Es heißt, die „gute alte Zeit“ erfordere zwei Dinge: ein schlechtes Gedächtnis und eine gute Vorstellungskraft. Konservative neigen dazu, das Gedächtnis zu verlieren, wenn es um die Reagan-Jahre geht. Heute (6. Februar 2011) wäre Ronald Reagans 100. Geburtstag, und seine Anhänger verbringen viel Zeit damit, sein Erbe zu ehren. Seine Rhetorik wird von so gut wie jedem ernsthaften Konservativen unterstützt, aber vergessen (oder nicht bekannt) ist die Realität seiner Errungenschaften. Die einfache Wahrheit über die 1980er Jahre war, dass die Bundesregierung unter Reagan tatsächlich wuchs!
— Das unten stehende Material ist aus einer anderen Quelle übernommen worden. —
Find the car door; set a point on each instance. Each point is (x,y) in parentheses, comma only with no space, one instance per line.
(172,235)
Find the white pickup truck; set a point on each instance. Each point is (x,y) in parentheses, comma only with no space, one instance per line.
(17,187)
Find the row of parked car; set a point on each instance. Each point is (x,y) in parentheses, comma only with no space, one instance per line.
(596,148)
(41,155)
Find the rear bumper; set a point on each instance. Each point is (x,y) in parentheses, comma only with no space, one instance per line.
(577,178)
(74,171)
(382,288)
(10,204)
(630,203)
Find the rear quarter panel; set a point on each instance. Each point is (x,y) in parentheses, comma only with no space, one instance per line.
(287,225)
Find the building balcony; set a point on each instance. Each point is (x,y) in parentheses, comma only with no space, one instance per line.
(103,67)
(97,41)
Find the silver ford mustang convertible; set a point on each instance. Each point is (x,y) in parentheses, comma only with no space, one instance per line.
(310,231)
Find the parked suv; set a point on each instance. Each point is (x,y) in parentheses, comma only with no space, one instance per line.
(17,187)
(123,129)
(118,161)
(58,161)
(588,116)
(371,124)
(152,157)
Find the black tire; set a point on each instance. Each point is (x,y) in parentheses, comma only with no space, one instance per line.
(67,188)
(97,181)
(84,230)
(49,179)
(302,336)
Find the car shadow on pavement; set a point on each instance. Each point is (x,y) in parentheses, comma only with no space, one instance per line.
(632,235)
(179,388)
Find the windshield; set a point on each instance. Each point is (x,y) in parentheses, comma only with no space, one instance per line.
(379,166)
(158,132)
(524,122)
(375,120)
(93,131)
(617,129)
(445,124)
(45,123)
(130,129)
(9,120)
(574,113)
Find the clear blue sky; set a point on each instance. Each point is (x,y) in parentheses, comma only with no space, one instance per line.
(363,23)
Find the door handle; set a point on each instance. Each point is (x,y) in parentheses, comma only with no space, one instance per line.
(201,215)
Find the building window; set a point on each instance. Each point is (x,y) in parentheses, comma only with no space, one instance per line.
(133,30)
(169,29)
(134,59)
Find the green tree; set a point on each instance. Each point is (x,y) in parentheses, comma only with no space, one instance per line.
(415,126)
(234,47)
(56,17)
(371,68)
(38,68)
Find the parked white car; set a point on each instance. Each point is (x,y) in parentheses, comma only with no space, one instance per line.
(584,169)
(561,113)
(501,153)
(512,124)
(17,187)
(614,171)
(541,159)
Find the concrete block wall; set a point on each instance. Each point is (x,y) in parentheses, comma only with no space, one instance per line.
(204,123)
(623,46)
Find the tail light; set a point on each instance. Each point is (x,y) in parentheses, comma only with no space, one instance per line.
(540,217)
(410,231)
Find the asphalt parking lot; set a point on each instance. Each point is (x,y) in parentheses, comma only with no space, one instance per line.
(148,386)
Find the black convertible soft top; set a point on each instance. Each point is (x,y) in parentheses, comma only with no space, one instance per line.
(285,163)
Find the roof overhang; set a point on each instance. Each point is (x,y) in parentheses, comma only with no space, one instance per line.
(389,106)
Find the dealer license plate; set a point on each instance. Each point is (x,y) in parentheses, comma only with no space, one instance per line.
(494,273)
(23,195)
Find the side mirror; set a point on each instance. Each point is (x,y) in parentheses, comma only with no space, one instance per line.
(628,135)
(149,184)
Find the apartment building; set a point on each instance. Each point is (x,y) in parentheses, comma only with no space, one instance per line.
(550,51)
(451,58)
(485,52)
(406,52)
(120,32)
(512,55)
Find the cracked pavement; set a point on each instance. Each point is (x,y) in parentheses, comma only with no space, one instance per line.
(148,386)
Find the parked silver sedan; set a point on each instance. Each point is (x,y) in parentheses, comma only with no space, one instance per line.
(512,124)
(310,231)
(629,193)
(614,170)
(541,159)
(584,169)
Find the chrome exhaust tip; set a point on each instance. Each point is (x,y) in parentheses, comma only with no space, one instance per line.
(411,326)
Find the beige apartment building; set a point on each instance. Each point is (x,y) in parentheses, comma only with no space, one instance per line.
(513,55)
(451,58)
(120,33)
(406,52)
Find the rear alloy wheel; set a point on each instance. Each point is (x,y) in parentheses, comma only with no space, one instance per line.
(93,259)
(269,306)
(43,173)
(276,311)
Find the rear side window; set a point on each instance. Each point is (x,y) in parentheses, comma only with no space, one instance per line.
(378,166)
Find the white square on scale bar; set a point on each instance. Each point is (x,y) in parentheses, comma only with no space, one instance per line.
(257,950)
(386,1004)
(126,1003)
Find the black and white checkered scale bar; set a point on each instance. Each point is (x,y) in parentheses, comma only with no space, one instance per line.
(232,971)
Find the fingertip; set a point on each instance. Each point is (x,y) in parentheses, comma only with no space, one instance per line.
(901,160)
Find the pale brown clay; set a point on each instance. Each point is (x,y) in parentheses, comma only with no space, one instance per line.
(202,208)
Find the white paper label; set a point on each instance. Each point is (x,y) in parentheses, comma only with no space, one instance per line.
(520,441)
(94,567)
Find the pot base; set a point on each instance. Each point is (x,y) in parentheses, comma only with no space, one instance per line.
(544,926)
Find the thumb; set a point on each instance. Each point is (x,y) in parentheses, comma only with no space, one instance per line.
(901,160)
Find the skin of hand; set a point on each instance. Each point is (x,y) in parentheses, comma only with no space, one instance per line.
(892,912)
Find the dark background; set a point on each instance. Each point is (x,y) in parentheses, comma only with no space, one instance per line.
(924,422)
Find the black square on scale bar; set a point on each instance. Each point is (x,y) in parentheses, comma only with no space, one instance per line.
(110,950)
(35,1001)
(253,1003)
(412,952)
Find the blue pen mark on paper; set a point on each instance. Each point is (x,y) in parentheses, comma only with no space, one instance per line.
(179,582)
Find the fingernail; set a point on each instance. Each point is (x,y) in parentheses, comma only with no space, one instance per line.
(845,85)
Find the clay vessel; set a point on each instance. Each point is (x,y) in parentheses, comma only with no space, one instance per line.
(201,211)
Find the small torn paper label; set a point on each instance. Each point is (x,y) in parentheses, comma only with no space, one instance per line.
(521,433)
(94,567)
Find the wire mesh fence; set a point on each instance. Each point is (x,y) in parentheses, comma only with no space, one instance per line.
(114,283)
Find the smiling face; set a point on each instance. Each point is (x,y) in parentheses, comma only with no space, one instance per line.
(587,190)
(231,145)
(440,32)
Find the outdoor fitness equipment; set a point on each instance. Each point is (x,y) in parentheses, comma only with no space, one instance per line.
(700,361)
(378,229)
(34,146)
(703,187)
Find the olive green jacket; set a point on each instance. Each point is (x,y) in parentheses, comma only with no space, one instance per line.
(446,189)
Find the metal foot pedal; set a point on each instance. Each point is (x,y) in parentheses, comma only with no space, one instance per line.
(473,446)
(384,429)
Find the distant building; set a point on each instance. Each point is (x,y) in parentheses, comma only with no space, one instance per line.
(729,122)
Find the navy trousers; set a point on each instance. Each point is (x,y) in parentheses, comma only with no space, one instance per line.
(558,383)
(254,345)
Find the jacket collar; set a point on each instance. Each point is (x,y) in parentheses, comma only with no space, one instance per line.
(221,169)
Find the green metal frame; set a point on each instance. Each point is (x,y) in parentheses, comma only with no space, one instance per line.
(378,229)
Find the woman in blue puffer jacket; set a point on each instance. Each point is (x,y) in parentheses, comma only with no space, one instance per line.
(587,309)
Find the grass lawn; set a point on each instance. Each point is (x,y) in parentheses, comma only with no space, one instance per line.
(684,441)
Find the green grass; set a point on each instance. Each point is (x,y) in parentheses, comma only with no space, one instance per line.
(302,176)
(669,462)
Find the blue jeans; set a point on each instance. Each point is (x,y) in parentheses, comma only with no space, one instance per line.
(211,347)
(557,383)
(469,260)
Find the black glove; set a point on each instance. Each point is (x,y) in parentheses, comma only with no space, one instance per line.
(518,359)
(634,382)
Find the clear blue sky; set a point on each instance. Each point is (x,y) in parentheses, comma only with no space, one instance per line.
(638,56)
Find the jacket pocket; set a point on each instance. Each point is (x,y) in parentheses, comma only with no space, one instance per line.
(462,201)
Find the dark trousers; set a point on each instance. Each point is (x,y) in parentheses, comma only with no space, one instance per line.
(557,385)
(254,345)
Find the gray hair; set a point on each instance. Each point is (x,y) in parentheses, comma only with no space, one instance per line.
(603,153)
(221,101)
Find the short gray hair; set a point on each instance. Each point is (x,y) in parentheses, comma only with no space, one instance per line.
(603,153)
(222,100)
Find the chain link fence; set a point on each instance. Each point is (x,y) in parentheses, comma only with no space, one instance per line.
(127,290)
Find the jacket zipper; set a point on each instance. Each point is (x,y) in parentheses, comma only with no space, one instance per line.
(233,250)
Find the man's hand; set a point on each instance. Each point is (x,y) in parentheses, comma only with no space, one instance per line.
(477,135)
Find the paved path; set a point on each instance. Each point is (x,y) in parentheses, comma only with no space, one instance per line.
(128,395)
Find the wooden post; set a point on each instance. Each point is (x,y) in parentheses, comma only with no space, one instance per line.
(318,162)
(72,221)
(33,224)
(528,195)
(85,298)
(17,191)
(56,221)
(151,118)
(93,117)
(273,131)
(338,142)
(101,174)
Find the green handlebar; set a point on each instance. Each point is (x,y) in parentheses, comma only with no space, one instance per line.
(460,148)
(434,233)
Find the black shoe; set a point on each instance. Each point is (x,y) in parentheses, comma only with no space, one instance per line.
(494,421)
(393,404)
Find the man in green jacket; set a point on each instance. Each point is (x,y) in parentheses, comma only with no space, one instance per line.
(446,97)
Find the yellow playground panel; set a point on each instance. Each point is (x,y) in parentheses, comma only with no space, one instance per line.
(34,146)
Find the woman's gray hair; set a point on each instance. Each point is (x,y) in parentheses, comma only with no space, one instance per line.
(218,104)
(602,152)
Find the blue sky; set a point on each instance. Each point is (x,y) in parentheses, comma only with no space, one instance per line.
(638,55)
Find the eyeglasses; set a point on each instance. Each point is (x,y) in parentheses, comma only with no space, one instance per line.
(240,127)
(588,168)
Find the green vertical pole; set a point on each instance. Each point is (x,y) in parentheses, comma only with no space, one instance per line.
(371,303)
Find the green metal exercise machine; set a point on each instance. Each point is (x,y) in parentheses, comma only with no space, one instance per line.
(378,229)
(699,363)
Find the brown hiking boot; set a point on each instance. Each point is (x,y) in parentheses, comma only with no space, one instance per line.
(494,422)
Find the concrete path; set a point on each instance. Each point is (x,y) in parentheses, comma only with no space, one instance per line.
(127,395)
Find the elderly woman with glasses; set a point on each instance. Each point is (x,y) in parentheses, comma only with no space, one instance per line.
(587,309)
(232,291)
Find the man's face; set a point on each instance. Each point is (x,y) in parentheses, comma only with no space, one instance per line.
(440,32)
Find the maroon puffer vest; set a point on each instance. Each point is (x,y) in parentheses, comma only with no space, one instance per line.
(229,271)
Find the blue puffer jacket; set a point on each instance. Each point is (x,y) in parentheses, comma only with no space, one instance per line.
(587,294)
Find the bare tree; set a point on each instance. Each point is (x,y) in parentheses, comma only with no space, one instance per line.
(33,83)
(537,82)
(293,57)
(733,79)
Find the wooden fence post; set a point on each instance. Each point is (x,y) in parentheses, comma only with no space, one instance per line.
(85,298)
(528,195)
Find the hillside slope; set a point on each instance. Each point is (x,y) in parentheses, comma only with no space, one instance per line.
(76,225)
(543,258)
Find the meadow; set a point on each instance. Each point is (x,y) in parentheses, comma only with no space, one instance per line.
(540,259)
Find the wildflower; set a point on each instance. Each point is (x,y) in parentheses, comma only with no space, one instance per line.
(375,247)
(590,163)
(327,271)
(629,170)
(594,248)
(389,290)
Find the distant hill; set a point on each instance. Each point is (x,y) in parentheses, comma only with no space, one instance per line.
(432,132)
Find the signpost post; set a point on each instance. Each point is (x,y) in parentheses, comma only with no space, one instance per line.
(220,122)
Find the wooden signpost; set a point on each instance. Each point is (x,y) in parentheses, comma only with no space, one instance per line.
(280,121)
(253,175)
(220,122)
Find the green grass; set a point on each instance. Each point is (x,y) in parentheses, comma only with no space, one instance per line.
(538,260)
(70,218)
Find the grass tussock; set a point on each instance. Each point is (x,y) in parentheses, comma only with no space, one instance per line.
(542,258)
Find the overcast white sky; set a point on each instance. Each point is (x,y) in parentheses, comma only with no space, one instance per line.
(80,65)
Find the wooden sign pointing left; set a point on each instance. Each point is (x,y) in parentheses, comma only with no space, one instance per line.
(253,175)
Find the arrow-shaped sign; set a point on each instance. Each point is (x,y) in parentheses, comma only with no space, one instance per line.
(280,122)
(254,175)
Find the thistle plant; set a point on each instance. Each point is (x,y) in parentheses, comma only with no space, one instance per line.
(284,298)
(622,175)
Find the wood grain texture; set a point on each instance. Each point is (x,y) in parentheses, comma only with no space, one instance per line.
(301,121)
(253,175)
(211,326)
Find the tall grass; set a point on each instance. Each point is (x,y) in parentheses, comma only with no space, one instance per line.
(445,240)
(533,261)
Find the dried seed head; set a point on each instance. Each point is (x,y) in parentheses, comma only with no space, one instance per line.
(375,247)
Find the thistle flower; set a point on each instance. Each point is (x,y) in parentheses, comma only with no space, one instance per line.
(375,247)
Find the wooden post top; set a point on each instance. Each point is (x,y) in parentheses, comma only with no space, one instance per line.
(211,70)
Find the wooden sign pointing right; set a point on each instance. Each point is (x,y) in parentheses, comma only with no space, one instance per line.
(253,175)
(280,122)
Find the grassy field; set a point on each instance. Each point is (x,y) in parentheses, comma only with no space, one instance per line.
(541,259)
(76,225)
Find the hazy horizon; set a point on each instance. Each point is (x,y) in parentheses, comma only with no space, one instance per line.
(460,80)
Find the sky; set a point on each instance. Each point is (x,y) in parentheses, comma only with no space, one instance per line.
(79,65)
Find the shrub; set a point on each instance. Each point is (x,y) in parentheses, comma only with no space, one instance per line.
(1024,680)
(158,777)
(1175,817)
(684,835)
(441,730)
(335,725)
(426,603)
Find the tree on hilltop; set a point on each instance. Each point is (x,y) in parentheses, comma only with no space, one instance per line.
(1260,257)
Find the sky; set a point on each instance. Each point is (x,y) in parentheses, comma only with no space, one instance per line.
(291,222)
Ich schreibe dies mit widersprüchlichen Gefühlen. Was ich von Reagan wusste, gefiel mir. Leider war das, was ich von Reagan wusste, das, was er sagte, nicht was he tat es tatsächlich während seiner Amtszeit als Gouverneur und Präsident. Ich erfahre gerade, dass mein Eindruck von Reagan ausschließlich auf dem beruhte, was er sagte. Ich war ziemlich unwissend über die Fakten.
Wenn Sie also glaubten (oder immer noch glauben), dass Reagan ein Verfechter der Freiheit war, oder wenn Sie gerade erst beginnen, die Wahrheit zu erfahren, dann lernen Sie gemeinsam mit mir mehr über den Mann und seine Worte im Vergleich zu dem Mann und seinen Taten.
Hier sind einige Orte, an denen Sie beginnen können:
- „Ronald Reagan, eine Autopsie“, von Murray Rothbard, ursprünglich veröffentlicht 1989
- „Reagan: Keine Revolution“, von Jacob Huebert (Auszug aus Libertarismus heute)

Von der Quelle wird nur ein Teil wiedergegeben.